Returning to their original homes remains practically impossible as many are occupied by other refugees or are in hard-line areas hostile to returnees.
Indeed, apart from a small elite group, material hardship is growing for most Bosnians. Ragged beggars of all ages are now a common sight on the streets of towns and cities.
To put it simply - after more than six years of peace, and more than five billion dollars of international aid - Bosnia isn't working.
And although the international community may well wish to improve the economic landscape - and has even scored some successes by stabilising the currency and creating a functioning central bank - overall it has failed, and for one fundamental reason: the deterioration over the past three years of the political landscape.
Widely respected for its insight into Bosnia and the former Yugoslavia, the International Crisis Group, ICG, wrote recently:
"By recognising Republika Srpska as a legitimate polity and constituent entity of the new Bosnia, the 1995 Dayton Peace Agreement embraced a contradiction. For the RS was founded as a stepping stone to a 'Greater Serbia' and forged in atrocities against non-Serbs."
The report goes on to highlight how the Serb Democratic Party - the same party founded and led throughout the war by the indicted war criminal Radovan Karadzic - is now back in power in the RS, busily consolidating its control - octopus-like - over all aspects of society.
Furthermore, not only is the RS fundamentally unreformed and dedicated, violently if need be, to restricting access to non-Serb returnees, it is now being kept afloat solely by the international community.
As the ICG puts it, "Were it not for the continuing flow of direct international budget support and soft loans, the RS government would be bankrupt."
While the international community continues to embrace and prop up a political entity created through a campaign of brutality and mass-murder, RS ministers - at local and federal levels alike - seek to undermine, in every way they can, the functioning and future viability of the Bosnian state.
Critics of Dayton are oft reminded by Bosnians and non-Bosnians alike that, "at least it stopped the killing." And while every life saved by Dayton is to be celebrated, this is hardly a justification for the absurd reality, which has followed in the conflict's wake.
Six years on, Dayton's achievements, goals, tenets, and methodology need to be seriously reassessed.

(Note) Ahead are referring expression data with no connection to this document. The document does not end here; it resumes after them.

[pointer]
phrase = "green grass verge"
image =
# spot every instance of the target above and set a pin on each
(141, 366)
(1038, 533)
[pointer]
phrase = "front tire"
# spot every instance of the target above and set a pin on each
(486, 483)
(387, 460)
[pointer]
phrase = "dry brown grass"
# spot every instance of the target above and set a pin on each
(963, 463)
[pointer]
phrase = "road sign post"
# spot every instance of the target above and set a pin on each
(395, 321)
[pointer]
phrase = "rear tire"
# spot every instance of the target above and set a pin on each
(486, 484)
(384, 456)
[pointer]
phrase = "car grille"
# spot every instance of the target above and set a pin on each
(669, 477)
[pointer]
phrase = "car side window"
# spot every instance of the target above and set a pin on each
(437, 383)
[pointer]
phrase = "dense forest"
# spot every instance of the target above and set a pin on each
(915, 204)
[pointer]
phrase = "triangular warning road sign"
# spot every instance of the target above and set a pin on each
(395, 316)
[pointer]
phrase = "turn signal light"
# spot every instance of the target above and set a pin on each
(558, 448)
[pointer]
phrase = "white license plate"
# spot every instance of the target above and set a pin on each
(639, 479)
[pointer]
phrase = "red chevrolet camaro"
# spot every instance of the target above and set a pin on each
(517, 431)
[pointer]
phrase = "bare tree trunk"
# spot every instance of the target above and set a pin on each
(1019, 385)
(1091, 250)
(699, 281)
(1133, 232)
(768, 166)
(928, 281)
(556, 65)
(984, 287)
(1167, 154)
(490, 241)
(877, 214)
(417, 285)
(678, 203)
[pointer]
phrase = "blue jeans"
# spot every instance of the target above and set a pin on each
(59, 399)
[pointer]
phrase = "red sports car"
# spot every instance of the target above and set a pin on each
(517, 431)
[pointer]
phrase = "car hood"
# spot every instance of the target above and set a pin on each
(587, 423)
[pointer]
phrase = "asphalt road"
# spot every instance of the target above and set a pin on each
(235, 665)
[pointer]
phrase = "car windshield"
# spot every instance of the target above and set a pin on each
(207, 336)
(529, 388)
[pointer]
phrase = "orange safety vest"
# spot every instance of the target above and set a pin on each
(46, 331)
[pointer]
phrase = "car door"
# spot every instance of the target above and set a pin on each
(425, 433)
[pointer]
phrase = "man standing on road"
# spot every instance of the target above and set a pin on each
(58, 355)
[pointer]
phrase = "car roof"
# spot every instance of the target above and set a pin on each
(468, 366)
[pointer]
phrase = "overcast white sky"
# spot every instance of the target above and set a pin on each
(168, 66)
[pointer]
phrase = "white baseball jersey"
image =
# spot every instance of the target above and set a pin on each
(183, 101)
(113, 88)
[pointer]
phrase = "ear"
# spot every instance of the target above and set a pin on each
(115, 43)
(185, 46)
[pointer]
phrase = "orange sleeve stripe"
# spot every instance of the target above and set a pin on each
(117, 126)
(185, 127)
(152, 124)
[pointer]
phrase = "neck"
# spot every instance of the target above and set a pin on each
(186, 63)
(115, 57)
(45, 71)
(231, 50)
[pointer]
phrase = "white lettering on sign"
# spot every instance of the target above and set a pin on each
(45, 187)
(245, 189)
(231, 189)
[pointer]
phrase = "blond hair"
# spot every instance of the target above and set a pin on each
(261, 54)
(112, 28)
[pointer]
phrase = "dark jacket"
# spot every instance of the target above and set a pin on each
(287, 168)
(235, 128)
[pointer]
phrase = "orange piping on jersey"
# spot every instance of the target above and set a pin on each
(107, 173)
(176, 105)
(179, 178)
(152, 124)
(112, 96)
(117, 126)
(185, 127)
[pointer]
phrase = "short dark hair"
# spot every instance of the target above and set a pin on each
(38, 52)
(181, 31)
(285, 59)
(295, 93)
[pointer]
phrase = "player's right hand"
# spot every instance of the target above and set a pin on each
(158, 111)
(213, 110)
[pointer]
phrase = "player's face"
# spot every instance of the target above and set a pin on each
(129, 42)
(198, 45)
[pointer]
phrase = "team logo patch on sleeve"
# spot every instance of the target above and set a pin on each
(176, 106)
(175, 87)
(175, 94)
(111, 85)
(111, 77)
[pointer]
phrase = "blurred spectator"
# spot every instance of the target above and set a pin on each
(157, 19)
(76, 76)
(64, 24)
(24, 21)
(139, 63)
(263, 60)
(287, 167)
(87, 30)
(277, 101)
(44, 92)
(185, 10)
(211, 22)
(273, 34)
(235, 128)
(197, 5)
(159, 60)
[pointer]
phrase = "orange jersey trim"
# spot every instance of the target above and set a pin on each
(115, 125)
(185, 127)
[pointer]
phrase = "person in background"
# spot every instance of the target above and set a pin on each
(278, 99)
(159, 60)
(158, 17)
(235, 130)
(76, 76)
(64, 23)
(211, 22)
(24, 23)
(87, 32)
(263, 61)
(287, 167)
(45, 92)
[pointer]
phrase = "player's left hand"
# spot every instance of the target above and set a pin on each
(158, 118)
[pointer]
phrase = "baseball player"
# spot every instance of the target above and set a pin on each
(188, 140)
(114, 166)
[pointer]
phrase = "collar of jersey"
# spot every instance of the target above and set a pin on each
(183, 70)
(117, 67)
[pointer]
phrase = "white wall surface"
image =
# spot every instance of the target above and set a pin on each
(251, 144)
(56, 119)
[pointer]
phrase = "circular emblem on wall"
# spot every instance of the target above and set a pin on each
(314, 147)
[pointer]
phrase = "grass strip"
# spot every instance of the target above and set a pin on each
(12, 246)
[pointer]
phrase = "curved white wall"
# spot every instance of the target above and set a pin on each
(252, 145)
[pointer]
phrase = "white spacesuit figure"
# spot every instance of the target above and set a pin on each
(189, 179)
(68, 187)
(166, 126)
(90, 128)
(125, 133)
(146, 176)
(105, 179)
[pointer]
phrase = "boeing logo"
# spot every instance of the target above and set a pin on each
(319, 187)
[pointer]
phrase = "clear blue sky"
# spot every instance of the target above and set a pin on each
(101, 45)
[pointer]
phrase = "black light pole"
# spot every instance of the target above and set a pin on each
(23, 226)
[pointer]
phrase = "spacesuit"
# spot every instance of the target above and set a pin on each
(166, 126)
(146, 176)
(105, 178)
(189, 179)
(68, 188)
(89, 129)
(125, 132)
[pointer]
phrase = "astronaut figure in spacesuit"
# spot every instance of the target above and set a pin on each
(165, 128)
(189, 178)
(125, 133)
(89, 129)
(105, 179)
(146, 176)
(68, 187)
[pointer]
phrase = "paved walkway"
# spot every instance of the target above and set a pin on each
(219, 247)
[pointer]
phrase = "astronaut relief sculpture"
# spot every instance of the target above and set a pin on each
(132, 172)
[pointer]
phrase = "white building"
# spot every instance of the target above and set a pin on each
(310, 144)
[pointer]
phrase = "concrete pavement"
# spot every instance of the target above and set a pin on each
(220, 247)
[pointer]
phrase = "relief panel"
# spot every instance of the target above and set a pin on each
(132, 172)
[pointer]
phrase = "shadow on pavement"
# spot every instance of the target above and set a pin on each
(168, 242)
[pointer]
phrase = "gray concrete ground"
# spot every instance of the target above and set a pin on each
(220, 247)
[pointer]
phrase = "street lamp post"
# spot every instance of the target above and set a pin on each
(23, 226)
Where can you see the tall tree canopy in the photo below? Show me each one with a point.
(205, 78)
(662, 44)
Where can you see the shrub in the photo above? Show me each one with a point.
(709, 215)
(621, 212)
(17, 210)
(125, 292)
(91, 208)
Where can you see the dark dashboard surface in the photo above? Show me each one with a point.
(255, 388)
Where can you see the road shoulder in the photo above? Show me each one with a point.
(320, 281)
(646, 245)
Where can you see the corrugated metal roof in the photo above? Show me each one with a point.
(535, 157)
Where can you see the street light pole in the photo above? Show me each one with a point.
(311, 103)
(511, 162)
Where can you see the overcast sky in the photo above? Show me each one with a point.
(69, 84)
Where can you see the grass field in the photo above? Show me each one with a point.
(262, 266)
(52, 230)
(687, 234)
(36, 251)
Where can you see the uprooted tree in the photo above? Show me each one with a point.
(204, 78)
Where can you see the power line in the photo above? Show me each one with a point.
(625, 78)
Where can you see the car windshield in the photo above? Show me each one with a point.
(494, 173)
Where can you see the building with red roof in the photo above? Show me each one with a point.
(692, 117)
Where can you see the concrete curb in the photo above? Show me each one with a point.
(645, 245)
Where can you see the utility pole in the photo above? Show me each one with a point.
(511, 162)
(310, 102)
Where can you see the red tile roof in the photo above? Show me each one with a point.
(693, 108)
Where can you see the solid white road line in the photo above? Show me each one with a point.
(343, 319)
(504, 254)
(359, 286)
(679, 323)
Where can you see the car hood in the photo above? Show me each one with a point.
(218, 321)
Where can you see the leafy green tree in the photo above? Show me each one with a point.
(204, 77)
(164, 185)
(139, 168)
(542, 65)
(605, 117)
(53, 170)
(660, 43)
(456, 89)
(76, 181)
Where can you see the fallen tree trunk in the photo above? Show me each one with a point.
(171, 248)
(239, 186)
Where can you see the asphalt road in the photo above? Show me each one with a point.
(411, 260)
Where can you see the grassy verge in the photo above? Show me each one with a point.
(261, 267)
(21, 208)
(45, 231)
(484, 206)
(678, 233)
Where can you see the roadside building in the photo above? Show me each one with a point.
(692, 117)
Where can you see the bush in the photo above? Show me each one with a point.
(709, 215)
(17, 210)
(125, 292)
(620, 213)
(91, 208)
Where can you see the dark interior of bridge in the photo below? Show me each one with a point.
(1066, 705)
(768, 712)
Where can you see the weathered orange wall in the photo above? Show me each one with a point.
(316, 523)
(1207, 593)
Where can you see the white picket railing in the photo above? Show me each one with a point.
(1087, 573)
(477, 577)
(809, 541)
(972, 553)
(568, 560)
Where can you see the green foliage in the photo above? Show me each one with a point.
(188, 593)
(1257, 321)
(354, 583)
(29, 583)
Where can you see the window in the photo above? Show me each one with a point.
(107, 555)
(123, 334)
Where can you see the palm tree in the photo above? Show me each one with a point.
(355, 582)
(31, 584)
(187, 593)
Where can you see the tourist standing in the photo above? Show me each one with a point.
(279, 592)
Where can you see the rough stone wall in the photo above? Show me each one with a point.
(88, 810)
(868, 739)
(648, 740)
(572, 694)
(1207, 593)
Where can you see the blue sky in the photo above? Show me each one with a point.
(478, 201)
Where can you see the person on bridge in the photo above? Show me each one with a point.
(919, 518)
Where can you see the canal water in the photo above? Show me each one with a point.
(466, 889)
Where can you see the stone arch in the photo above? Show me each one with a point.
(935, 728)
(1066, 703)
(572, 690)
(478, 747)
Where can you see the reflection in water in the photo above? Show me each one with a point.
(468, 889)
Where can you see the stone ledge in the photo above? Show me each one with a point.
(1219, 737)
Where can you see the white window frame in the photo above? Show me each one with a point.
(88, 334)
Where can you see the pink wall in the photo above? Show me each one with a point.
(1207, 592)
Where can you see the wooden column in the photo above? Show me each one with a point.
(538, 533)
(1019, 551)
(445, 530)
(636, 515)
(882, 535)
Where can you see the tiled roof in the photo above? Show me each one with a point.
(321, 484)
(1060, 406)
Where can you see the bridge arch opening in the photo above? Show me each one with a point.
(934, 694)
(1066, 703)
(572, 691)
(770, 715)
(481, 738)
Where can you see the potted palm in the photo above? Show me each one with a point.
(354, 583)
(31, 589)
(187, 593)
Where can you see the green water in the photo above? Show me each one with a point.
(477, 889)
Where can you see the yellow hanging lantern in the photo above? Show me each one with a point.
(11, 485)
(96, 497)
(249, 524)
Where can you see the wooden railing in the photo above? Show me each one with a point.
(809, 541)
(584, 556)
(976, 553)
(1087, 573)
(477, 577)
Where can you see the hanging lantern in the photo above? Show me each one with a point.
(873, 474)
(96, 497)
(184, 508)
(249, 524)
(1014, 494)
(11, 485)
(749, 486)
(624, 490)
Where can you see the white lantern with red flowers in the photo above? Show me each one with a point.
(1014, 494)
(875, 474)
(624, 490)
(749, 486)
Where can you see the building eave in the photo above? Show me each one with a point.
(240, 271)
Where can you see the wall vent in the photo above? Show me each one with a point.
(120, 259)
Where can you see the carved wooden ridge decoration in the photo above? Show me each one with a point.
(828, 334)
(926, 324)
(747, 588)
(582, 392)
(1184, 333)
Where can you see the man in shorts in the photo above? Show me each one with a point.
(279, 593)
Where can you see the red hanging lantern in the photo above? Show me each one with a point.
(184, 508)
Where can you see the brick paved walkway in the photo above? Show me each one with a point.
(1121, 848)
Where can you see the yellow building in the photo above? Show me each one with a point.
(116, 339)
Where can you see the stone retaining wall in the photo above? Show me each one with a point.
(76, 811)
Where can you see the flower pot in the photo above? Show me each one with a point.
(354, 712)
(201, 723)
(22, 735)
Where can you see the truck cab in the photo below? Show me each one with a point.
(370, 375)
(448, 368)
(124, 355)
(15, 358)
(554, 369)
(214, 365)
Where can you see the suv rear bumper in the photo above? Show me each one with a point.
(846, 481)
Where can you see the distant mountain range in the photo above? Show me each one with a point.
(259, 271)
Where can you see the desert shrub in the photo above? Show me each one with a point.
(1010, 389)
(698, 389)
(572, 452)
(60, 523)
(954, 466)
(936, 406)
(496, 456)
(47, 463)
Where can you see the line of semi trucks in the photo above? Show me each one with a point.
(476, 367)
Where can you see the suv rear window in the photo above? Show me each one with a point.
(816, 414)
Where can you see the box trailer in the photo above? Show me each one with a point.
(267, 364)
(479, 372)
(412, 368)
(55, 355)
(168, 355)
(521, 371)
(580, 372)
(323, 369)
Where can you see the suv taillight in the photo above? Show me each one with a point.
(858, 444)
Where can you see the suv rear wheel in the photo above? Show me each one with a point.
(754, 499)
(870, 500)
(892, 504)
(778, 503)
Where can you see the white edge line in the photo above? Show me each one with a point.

Those parts found to be patently defunct should be scrapped and replaced.
By failing to call a spade a spade, by failing to curb extremist tendencies and the separatist aspirations and actions of the ultra-nationalists, especially in RS, the international community is betraying multicultural Bosnia, in spirit and in fact, on a daily basis.
So long as the overall territorial and political structure of Bosnia remains etched in the stone tablets of Dayton, Bosnia will remain an unattractive economic proposition; forever tied to international aid and unable to function without a Western military presence. Bosnia will continue to float around in Malcolm's formaldehyde tank - struggling to find the stability forever denied her.
Whether or not Malcolm's prediction of "more war in Bosnia" comes to pass, it is certain that the current state of limbo is dangerously stultifying and that the people of Bosnia are already paying a heavy price for their peace.
Daoud Sarhandi is the author, with Alina Boboc, of "Evil Doesn't Live Here: Posters from the Bosnian War".